Abstract

Southern Sapphisms: Sexuality and Sociality in Literary Productions, 1974-1997, considers how queer and feminist theories illuminate and complicate the intersections between canonical and obscure, queer and normative, and regional and national narratives in southern literary representations produced during a crucial but understudied period in the historical politicization of sexuality. The advent of New Southern Studies—and its nascent emphasis on sexuality as an organizing principle of social relations—has focused almost exclusively on midcentury texts from the Southern Renascence, largely neglecting post-1970 queer literatures. At the same time, despite these developments in southern studies, most scholarship in women’s and feminist studies continue to ignore the South, or worse, demonize the South as backward, parochial, and deeply homophobic. My dissertation redresses these scholarly lacunae with the first book-length study devoted to southern lesbian literary productions across multiple genres, including fiction, small press newspapers, poetry, plays, and cinematic representations.
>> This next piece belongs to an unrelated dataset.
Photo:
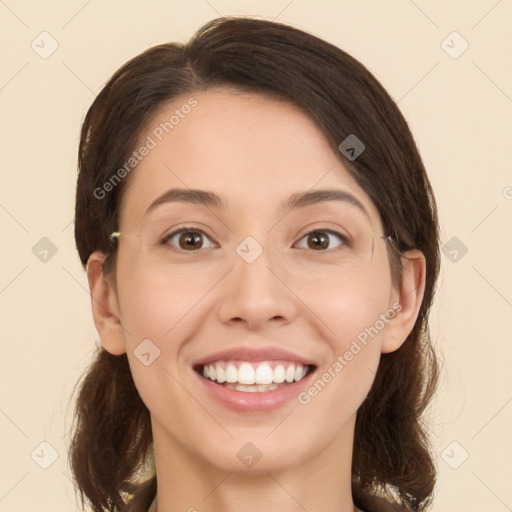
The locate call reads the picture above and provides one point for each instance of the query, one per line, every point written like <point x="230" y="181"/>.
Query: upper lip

Analyzing works by some of the most prominent names in American women’s writing and feminist politics since the 1970s, including Dorothy Allison, Blanche McCrary Boyd, Jane Chambers, Doris Davenport, Fannie Flagg, Minnie Bruce Pratt, Shay Youngblood, and the editors of Feminary, this project argues that late twentieth-century southern lesbian writings not only reveal, but also worked at the cutting edge to drive virtually all the major shifts in the discourses and theoretical underpinnings of sexuality studies and in lesbian and gay politics and culture in the nation. Many of the women fighting on the national level for women’s liberation and what we now call LGBTQ rights have either hailed from the South, spent long periods of their lives in the South, or settled in the South. Through both surface and close reading techniques, Southern Sapphisms argues that we cannot understand expressions of lesbianism and feminism in post-Stonewall era American literature without also understanding the explicitly southern dynamics of those writings—foregrounding the centrality of sexuality to the study of southern literature as well as the region’s defining role in the historiography of lesbian literature in the United States.